As I understand it, dissociation is anything but apathetic. We don't think 'I can't be bothered facing my life, so I'm gonna switch off.' Rather, it's a defense against overwhelming fear that seems necessary at the time. We dissociate because healthier ways of regulating our fear fail, usually because we have underdeveloped capacities to deal with emotions. Unconsciously, we think 'there's no way I'm gonna get through this, so I have to cut off from it.'

The end result may be a kind of apathy. 'I should feel bad about this break-up [or whatever], but I just feel numb.' But the mechanism itself is triggered by overwhelming fear.


----------



## philandrjack (Feb 20, 2013)

Fearless is right.

DP comes when, because of your DA you are unable to express your emotion, be the person that you want to be, do the things that you want and take risks,

SO maybe you see a beautiful girl and you want to go flirt with her, but you feel strong emotions that you do not know how to control beacause of your DA so you repress your desire of going to talk to the girl and you dissociate from yourself.
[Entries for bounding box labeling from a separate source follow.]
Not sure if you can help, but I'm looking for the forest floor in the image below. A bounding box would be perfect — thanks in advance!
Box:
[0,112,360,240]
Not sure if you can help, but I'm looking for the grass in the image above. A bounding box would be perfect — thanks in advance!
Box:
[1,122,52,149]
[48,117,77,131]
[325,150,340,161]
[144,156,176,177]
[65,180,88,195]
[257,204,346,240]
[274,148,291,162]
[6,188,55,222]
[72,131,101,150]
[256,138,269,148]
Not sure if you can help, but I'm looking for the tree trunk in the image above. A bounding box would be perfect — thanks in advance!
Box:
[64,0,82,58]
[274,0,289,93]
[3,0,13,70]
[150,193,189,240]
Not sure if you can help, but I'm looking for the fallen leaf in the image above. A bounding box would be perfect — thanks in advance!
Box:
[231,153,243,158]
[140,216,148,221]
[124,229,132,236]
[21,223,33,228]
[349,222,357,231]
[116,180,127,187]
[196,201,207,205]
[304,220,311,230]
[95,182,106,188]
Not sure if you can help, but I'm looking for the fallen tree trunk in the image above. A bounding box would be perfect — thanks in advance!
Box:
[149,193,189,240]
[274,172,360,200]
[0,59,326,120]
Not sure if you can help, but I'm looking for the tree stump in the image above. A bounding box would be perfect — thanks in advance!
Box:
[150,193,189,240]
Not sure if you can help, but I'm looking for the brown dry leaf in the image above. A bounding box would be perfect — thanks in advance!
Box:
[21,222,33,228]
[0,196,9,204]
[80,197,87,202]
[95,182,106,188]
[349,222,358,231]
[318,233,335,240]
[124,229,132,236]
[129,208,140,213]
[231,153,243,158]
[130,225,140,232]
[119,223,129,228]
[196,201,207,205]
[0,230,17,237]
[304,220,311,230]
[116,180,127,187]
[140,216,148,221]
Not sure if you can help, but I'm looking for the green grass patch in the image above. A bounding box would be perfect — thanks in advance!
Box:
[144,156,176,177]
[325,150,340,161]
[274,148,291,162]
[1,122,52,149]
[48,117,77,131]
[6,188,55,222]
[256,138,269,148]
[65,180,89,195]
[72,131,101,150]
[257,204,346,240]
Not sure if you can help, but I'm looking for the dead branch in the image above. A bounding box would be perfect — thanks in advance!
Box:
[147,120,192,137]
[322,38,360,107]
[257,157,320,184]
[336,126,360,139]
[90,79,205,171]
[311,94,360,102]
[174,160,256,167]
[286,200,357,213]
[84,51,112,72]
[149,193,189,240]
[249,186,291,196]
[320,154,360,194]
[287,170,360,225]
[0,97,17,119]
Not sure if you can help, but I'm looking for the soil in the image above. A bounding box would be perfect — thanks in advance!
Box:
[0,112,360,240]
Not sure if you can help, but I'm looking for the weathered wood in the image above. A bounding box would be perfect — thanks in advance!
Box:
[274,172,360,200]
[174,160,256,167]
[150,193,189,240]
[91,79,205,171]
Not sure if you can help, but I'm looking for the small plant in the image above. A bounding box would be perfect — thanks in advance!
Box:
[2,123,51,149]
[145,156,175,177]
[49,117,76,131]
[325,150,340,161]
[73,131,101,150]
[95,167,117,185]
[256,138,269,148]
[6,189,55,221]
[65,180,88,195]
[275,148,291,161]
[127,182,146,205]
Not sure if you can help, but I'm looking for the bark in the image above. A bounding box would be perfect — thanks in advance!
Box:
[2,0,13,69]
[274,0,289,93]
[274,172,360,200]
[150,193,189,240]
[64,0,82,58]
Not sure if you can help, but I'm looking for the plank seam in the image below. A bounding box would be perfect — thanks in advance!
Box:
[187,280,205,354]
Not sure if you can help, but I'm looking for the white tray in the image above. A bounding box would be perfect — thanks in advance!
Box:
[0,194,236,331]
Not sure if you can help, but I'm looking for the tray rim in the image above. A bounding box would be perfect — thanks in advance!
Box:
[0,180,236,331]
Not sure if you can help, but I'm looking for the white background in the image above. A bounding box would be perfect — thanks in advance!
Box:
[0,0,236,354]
And this is what I do until now. Even the researching your past has become an excuse not to take action. It's true. DP is rooted in the past. But now I know enough to take action. But I still don't want to. I still look in the past to find some magic memory that will "cure my DP" because I don't really want to start doing the things that scare me but that would make me soo happy...

I'm out

Good night


----------



## seafoamwaves (Sep 20, 2013)

I think DP caused more problems for me lol.


----------



## philandrjack (Feb 20, 2013)

Fearless said:


> Phil, you need to understand that even if you feel like you are TOTALLY HONEST with yourself about your feelings, you can still fool THE SHIT OUT OFyourself. I believe that you are honestly trying to face your feelings, but please keep working hard, because dissociation is a very stubborn mechanism. Keep kicking that wall. You are battling against decades of denial. Admit that you are in pain. Admit it. If it's not effective, try again. It's hard, and it's supposed to be hard. If it's hard and you find overwhelming obstacles, you are on the right way. It IS fucking hard.


thanks


----------



## philandrjack (Feb 20, 2013)

Fearless said:


> The bolded sentence is a LIE. A L-I-E. Self-deception, self-fooling. It means you DON'T face them. You still dissociate. That is the wall you need to climb through, only to find out that all of the fears are really phantom fears, *except one, the root one.*


I know that all my fears are phantom fears, because at the end of the day I am a capable person, even though I feel that I will never make it. So which one is the root one fearless? Are you saying that the root one is Fear in itself because I don't know how to handle it?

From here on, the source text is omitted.